In summary there appears to be a potential emerging global epidemic of newly detected lung nodules.[5] This increased detection of indeterminate pulmonary nodules in the absence of reliable non-invasive strategies to differentiate benign and malignant nodules will almost certainly result in an increase in iatrogenic mortality, treatment related morbidity and health care costs. While unnecessary invasive diagnostic and therapeutic interventions were kept to a minimum in the NLST study, the management of indeterminate pulmonary nodules in clinical practice serving the general population remains a major challenge.[2] Clinical risk calculators have significantly improved the management of indeterminate pulmonary nodules, but additional tools to distinguish benign from malignant nodules are needed, especially for intermediate risk pulmonary nodules, in order to minimize patient anxiety, radiation exposure, health care costs, and procedural morbidity and mortality.[611]

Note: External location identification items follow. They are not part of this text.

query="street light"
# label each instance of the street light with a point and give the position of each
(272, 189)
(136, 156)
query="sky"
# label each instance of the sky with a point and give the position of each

We have previously demonstrated that quantitative volumetric CT-based nodule characterization effectively risk-stratifies lung nodules of the adenocarcinoma spectrum.[1216] In addition we have recently reported in a Lung Tissue Research Consortium based case control study that radiological features of the nodule surrounding lung tissue are potentially valuable in distinguishing benign from malignant lung nodules. (manuscript submitted)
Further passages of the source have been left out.